At Beyond the Multiplex, Andrew O’Hehir talks to Girlfriend Experience director Steven Soderbergh about his prolific, unpredictable career. “I'm always trying to be Howard Hawks, sure. I envy the opportunities that the studio directors got in the '30s and '40s. It was assumed that you would make more than one movie a year, and that that movie could be a western or a musical or a comedy or a drama. Very early on, before I made sex, lies, and videotape, I fantasized that I could have a career in which I could move around like that. It's not easy.”
Ali Arikan breaks from the Trek pack at The House Next Door. “Which is all by way of saying there is absolutely no nuance in J.J. Abrams’s film, not even a soupçon of subtlety, no genuine humour.
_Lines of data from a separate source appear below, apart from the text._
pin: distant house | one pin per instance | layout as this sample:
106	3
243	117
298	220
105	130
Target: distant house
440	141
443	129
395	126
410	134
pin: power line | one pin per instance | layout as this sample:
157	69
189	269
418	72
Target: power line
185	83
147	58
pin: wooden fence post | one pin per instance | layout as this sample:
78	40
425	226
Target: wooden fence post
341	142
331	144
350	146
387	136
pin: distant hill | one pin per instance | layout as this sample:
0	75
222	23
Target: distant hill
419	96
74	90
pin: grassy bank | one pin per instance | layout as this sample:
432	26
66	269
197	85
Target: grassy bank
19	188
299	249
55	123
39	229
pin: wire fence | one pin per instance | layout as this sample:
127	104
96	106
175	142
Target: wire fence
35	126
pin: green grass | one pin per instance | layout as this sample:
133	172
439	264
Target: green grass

It’s all piff-paff, whack-bang, etc, packed with heaps of post-modernist “irony” or whatever it is they call this bollocks. Nudge nudge, wink wink ahoy. We are all wallowing in a never-ending adolescence these days. So, instead of making us laugh, J.J. Abrams just wants to make us feel clever, and the whole thing becomes a big ego-massage”
Bright Lights After Dark considers the geography of 3 Women. “It's a point that many viewers miss, though it's difficult to blame them: Robert Altman's 3 Women is really "about" California, and quite distinctly so -- it doesn't belong to its contentual municipality in the sense that, say, Nashville does. And it's not about the psycho-sprawl urban California of Los Angeles or the spittle, cardboard and tinsel California of Hollywood or the plugged culture retro-future sophistry California of San Francisco. It's about the other California, by which one means the smattering of middle-of-nowhere cities always on the brink of suburbia these days, and always reminding us of somewhere else. The dusty, mid-western-like cock-and-bull towns that flank the interstate 5 with ranches and groves. The shattered-shell-and-hanging-kayak-wind-chime Mediterranean beach villas that dot the coastal region from Monterey to Santa Barbara. And, of course, the boilingly barren, frenziedly phallic desert settlements that circle the parched Mojave and Joshua Tree territories.”
And finally in List-o-Mania, Topless Robot offers the 10 Most Blatant Terminator Ripoffs, including Cyborg Cop. “A renegade cop (is there any other kind in these movies?) goes to the tropics to find his long lost brother, who has been transformed into a cybernetic killing machine by a mad scientist in this '93 movie. As the scientist, John Rhys-Davies seems to be under the impression he's filming an episode of Gilligan's Island as his performance has to be seen to be believed.”